E tem casos hilários, como também do bom folclore que nos remete ao voto impresso que dele não temos qualquer saudade, a não ser os lunáticos que embevecidos pelo facismo, já procuram uma desculpa a iminente derrota em 2022.
Pois bem, meu querido amigo Chico de Manduca, sempre teve expressivas votações a vereador em Icó. E nas eleições de 1992, ele estava mais forte do que nunca, principalmente nas regiões do São Vicente (Catavento), Cruzeirinho e Perímetro Irrigado.
Lembro bem que apurava-se uma urna no Cruzeirinho, onde Chico obteve 60% dos votos, mas quando foram ler no mapa eleitoral praticamente os seus votos sumiram.
Reclamou para a Juíza e, após aferir a denúncia, a Magistrada afirmou que ele tinha razão e que de fato ocorreu na prática uma grande fraude.

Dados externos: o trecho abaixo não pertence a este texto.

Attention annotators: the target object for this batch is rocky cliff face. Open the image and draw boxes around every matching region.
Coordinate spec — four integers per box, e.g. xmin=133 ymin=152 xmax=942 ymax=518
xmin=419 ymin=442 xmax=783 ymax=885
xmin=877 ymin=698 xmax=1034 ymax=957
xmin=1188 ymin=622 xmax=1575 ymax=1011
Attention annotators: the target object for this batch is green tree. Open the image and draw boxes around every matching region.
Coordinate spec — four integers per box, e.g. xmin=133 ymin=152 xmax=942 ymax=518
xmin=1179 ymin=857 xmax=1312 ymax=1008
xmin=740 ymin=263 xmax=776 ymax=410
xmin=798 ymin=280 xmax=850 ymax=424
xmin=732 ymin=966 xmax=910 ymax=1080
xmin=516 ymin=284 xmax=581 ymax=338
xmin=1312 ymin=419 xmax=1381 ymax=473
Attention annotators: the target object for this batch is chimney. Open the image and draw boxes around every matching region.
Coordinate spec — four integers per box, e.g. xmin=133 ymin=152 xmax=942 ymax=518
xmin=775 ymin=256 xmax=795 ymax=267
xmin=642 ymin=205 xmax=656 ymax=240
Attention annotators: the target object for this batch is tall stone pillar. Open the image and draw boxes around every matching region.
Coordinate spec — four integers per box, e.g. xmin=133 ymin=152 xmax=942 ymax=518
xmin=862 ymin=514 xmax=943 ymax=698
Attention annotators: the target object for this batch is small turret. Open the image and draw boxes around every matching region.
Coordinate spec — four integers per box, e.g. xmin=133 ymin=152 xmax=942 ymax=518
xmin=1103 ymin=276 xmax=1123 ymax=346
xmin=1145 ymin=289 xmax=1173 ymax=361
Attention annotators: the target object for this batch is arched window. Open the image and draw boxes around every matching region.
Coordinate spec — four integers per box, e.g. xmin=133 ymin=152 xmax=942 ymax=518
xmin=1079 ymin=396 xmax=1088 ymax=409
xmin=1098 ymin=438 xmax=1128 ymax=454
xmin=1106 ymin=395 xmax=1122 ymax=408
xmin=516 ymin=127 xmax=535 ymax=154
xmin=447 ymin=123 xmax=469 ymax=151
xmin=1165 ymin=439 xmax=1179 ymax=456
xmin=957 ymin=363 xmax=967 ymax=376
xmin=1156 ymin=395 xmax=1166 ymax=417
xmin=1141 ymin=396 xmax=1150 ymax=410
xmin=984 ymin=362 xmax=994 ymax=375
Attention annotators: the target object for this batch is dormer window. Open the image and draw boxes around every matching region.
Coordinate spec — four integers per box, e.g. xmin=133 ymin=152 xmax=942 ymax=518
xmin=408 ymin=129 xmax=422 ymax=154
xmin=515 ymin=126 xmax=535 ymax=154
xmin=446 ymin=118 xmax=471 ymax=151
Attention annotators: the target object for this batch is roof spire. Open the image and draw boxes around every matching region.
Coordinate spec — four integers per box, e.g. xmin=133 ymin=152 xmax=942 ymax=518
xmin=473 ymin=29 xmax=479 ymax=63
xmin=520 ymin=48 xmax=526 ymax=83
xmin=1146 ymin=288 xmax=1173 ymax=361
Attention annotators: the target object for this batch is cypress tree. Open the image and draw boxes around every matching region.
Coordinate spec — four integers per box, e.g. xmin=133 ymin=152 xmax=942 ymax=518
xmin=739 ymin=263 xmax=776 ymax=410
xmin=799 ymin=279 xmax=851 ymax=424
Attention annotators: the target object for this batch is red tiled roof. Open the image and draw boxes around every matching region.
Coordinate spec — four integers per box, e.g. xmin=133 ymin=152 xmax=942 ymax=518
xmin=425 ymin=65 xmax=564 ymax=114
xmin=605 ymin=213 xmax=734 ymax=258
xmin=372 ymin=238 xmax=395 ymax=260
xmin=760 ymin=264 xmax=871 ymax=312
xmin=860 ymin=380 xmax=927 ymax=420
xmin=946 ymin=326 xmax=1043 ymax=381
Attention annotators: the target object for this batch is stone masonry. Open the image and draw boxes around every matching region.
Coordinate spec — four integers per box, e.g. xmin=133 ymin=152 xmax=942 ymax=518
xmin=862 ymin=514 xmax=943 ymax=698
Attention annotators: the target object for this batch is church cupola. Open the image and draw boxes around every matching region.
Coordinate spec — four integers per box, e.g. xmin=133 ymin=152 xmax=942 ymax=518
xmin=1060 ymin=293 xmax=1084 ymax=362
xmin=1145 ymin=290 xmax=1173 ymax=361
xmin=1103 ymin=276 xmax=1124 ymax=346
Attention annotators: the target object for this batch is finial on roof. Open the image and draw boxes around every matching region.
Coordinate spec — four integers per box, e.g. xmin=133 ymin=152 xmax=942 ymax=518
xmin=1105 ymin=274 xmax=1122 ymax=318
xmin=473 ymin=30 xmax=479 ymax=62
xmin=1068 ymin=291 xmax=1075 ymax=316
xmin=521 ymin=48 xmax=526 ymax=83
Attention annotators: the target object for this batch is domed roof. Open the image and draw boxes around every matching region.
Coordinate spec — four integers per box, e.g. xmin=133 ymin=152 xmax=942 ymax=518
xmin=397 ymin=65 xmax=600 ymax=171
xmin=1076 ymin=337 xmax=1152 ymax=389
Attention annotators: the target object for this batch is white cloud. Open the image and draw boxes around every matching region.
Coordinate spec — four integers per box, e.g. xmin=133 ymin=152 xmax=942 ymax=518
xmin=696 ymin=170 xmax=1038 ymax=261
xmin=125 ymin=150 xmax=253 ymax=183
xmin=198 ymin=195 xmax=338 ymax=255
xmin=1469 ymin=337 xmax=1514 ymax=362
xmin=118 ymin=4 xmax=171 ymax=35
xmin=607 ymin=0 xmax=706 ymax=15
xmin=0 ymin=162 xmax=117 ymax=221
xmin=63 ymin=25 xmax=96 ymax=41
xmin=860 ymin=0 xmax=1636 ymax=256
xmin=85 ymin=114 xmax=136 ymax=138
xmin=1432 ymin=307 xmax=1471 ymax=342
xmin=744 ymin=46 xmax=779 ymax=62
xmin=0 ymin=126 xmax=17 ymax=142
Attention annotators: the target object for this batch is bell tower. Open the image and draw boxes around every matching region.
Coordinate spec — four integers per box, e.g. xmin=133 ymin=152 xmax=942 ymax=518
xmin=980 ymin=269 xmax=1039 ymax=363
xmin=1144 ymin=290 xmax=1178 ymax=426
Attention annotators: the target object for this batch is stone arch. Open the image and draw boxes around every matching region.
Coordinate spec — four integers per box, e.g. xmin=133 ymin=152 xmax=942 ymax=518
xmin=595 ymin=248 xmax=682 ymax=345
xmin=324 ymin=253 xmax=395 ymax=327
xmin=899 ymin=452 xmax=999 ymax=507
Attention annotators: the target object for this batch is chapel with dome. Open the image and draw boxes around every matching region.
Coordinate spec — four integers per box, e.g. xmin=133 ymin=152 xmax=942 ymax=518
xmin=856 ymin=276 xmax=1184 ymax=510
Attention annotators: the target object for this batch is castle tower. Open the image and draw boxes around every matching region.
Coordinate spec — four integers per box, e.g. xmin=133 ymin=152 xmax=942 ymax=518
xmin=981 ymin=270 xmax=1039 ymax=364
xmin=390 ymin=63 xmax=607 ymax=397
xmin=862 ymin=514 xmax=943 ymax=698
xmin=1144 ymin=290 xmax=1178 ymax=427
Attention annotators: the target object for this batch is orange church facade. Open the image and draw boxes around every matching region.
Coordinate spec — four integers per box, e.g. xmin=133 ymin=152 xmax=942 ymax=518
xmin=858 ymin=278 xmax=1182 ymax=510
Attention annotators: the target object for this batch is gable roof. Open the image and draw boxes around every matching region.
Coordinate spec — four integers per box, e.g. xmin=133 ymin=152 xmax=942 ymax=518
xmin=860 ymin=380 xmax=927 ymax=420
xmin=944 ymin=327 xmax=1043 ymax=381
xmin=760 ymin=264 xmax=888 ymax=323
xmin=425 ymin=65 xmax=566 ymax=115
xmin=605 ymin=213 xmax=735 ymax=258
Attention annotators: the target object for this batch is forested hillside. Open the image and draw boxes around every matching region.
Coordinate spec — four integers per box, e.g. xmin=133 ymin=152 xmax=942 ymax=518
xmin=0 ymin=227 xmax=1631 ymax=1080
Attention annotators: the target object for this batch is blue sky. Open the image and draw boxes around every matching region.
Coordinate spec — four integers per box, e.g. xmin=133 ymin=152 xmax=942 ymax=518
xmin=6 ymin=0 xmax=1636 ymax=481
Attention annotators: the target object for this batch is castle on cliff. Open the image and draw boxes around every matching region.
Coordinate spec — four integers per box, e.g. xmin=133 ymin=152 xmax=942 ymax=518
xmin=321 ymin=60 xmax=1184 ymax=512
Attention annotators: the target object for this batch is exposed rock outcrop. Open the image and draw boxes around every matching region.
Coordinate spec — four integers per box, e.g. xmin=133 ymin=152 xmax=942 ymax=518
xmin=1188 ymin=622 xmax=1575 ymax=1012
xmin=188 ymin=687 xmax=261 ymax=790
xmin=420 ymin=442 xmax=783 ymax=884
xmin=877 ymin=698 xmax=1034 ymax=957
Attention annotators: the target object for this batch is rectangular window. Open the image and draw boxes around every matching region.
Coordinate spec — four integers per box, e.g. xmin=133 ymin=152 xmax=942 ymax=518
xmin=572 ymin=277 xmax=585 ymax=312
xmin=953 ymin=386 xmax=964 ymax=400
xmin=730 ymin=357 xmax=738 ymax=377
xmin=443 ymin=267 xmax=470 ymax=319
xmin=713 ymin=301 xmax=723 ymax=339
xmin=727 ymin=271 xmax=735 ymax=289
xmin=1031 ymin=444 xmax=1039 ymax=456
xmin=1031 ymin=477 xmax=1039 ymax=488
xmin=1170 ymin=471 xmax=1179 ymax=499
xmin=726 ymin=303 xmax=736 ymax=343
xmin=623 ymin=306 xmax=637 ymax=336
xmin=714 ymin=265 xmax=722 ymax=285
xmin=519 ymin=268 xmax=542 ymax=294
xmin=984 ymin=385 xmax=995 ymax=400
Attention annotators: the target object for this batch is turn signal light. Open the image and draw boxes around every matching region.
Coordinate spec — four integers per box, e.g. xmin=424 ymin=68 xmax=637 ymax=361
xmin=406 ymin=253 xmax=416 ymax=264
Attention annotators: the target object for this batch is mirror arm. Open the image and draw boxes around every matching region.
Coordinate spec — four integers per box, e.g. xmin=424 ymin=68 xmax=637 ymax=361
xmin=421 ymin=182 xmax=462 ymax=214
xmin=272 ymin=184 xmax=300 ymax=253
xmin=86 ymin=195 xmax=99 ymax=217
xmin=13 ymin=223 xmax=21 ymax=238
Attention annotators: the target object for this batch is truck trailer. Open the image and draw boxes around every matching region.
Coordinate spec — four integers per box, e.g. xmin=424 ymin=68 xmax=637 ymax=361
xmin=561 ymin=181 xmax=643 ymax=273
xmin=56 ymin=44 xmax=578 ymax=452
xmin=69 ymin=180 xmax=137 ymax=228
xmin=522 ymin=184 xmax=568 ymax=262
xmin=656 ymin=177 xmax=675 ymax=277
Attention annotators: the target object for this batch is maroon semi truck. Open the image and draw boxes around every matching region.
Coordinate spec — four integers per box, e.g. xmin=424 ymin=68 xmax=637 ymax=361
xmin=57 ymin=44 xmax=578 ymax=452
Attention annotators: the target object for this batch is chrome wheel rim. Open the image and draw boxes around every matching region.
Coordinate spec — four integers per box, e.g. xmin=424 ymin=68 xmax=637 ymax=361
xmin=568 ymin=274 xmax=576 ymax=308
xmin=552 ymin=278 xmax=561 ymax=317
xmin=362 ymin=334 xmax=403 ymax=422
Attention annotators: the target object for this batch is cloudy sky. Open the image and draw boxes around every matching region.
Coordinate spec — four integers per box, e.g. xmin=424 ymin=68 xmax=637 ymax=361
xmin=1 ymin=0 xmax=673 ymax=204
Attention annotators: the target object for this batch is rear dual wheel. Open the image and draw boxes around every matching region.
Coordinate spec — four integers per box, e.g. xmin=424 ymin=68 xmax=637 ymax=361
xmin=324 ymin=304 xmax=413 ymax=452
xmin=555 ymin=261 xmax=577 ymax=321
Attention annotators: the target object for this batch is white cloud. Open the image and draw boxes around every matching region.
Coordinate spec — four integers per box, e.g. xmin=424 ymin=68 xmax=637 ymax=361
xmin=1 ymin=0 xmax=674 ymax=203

Chico, sempre muito educado, cuidou de explicar:
- "Doutora, não estou aqui pra brigar com ninguém, muito menos com a Justiça que sempre respeitei. Mas resolvi reclamar e a senhora viu que eu tenho razão, pois é a mesma coisa de eu ver alguém roubando as minhas ovelhas do quintal e ficar calado como se nada estivesse acontecendo".
Mais adiante, isso também na apuração dos votos das eleições, que se realizava por vários dias na sede do Cabana Clube de Icó, chega uma urna cheia da comunidade do Catavento.
E naquela localidade, há décadas, dois líderes disputavam voto a voto: Chico de Manduca e Chico Nunes.
Fazendeiros e líderes políticos muito respeitados até os dias atuais em nossa cidade; não fazem mais parte da vida pública, mas seguem vivos e fortes nos livros da história.
Inicia a apuração dos votos impressos.
Contados quarenta votos escritos apenas por "Chico". Daí inicia uma peleja pela paternidade dos votos.
- "SÃO TODOS MEUS", bradou Chico de Manduca.
- "NÃO SENHOR, ESTES VOTOS SÃO MEUS", protestou Chico Nunes.
Até que entraram em um acordo: vinte votos serão inscritos no mapa pra Chico de Manduca. E os outros vinte votos serão inscritos pra Chico Nunes.
Os ânimos se acalmaram, à época, mas como vocês podem observar o voto impresso é o que existiu de mais arcaico e imoral na recente história da política brasileira.
(Por Fabrício Moreira da Costa, advogado, contista e ex vice-prefeito de Icó).